Luke Ford has a brief post on a fundraising letter signed by Chabad's titular head Rabbi Yehuda Krinsky. The letter refers to the Rebbe – who passed away in 1994 – as if he were still alive:
“As a fund which holds deep, personal significance to the Rebbe, the participation in its efforts is indeed a privilege and a priority for each of us.”
This sentence, which explicitly refers to the deceased Rebbe in the present tense as though he were still alive (i.e., “holds” not held), is underlined in the original letter.
Think this strange? Chabad, based on extreme interpretations of some kabbalistic theology, holds that tzaddikim are "more alive" after their passing than while "clothed" in a physical body. It's a very short jump from there to saying the Rebbe's relationship to hasidim and the world is unchanged by his passing, and that, therefore, our relationship to the Rebbe should be unchanged. As I noted last week, this is in fact what now passes for "normative" Chabad theology.

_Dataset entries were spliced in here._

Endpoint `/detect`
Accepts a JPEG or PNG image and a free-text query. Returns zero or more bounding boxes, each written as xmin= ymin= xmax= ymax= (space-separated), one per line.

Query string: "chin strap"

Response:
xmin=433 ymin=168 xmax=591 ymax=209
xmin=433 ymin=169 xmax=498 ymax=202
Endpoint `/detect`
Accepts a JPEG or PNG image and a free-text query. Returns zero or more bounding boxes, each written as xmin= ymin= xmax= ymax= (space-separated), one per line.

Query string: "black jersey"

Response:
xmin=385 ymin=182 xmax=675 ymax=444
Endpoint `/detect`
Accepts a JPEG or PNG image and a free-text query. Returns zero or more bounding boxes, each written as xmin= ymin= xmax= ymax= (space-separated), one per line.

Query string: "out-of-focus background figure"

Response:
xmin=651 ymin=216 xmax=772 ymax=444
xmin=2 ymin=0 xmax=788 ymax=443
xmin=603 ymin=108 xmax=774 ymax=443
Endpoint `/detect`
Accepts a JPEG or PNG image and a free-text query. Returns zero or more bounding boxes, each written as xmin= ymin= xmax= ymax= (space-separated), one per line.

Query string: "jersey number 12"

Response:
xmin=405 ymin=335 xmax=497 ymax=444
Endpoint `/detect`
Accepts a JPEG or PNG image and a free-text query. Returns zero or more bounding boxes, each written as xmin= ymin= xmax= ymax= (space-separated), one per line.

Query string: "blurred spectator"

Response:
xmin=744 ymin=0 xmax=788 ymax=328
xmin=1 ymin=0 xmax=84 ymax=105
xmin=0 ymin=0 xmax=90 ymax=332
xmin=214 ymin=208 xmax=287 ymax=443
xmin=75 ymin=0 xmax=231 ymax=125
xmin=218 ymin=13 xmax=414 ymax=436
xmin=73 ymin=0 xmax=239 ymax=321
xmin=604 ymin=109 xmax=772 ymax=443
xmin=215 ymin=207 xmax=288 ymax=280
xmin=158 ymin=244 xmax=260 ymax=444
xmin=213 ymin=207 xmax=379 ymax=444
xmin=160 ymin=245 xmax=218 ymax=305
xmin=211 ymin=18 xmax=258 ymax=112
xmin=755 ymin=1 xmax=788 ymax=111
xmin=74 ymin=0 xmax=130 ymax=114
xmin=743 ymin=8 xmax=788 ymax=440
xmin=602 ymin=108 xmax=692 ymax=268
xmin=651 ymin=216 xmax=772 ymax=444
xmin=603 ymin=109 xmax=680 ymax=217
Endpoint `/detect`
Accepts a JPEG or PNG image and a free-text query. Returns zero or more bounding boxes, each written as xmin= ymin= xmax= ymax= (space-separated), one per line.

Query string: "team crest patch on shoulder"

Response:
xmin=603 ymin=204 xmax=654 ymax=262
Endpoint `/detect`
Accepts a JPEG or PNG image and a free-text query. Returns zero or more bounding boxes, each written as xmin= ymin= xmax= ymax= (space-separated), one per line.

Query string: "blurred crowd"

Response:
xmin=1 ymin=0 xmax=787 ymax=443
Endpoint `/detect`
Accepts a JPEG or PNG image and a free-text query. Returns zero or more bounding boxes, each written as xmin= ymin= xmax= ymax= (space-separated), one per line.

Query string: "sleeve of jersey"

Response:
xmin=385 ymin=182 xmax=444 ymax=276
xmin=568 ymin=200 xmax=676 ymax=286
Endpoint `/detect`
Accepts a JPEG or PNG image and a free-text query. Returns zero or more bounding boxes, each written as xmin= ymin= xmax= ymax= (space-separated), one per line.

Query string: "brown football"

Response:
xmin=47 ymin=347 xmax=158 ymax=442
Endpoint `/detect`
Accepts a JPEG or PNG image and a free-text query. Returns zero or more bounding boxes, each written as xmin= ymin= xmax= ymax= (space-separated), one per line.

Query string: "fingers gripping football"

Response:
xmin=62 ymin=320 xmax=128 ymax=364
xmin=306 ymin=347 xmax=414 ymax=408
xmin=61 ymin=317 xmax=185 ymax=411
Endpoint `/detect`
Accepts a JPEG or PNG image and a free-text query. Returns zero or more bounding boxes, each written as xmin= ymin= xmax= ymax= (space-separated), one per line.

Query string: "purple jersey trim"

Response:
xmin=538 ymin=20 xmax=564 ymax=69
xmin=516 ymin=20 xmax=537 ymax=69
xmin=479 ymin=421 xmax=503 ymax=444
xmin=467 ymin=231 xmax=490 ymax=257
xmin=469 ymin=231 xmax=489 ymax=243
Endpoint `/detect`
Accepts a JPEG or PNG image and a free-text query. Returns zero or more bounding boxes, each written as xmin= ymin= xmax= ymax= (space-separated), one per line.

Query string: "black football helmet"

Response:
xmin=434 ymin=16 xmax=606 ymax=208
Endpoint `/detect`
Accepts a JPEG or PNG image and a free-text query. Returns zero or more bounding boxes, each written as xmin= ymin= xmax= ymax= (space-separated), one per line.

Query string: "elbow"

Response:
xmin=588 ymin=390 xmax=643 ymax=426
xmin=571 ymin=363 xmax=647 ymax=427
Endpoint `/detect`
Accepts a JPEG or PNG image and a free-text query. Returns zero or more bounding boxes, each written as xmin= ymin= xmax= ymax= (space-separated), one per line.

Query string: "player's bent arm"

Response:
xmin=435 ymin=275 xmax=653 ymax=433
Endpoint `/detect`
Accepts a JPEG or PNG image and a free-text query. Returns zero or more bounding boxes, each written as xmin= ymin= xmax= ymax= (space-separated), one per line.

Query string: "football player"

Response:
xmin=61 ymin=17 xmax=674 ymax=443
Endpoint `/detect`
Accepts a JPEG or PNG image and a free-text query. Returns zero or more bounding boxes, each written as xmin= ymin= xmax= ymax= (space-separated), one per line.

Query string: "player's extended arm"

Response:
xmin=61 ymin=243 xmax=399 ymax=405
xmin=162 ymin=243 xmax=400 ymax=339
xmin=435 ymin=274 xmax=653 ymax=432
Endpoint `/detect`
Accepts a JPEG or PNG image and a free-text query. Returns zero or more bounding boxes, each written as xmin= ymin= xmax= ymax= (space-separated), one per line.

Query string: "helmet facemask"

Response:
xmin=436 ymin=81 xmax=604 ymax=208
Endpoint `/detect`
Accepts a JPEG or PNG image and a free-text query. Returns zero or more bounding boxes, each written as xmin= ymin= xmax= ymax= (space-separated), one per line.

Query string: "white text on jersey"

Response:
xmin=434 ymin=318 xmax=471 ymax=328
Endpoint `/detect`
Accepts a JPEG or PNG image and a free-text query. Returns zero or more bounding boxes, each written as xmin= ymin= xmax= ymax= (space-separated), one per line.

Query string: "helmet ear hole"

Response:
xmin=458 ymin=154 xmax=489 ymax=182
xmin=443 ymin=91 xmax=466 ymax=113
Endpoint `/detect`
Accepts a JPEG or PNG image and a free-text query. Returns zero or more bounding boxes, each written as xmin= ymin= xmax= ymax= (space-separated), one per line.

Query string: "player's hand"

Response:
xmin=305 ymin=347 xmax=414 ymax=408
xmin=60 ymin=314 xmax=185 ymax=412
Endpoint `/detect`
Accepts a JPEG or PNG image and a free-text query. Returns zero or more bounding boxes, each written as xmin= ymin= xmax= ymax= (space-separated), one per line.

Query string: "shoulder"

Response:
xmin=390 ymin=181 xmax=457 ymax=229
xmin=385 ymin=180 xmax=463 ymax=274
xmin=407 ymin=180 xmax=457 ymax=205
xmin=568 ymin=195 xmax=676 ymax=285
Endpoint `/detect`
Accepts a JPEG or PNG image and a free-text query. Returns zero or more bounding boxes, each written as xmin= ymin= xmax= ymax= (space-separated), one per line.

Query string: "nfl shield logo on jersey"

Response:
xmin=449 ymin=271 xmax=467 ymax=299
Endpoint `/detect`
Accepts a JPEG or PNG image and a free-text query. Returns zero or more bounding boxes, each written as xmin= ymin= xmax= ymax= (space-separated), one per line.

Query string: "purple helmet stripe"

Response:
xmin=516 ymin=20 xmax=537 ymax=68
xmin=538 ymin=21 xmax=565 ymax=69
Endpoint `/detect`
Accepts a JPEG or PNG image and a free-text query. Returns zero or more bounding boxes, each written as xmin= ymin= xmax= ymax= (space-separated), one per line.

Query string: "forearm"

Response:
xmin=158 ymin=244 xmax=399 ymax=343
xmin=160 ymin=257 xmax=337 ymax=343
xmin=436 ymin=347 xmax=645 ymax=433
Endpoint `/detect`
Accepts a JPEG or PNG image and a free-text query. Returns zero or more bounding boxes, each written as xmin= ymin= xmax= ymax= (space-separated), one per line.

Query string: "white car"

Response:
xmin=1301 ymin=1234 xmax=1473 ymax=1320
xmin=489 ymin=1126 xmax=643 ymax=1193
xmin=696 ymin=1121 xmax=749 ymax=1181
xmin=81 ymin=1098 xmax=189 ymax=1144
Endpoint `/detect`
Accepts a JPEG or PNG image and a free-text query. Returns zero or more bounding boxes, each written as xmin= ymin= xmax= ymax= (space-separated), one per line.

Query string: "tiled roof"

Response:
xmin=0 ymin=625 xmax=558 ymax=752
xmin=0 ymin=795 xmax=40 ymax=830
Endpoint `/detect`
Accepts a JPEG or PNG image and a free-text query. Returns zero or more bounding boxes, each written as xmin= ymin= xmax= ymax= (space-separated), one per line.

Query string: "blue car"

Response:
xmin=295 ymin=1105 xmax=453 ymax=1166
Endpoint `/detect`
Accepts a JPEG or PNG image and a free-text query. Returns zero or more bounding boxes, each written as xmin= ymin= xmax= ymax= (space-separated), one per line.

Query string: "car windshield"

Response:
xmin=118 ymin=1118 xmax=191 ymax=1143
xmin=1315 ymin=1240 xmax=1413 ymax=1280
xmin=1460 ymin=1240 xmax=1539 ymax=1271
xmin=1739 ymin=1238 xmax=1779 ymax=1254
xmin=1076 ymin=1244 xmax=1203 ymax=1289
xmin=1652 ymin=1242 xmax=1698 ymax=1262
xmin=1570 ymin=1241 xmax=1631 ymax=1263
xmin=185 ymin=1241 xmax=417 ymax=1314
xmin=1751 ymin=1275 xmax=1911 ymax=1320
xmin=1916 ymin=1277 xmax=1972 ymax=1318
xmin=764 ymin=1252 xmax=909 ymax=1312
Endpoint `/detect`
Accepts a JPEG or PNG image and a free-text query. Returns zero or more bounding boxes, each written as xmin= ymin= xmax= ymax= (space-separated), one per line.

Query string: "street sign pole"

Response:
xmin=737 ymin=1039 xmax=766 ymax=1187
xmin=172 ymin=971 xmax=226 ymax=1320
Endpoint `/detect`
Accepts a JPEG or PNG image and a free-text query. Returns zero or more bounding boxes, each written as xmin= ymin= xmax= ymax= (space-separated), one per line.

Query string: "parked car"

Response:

The Rebbe himself said things like this (and worse than this) about his father-in-law, the previous rebbe, after his passing in 1950. It was, in part, these extreme and bizarre statements that propelled Menachem Mendel Schneerson into leadership and rebbe status. In other words, to quote an old Yiddish proverb, the fish stinks from its head – the problems with today's Chabad can be traced directly to Menachem Mendel Schneerson's behavior in 1950 and 1951.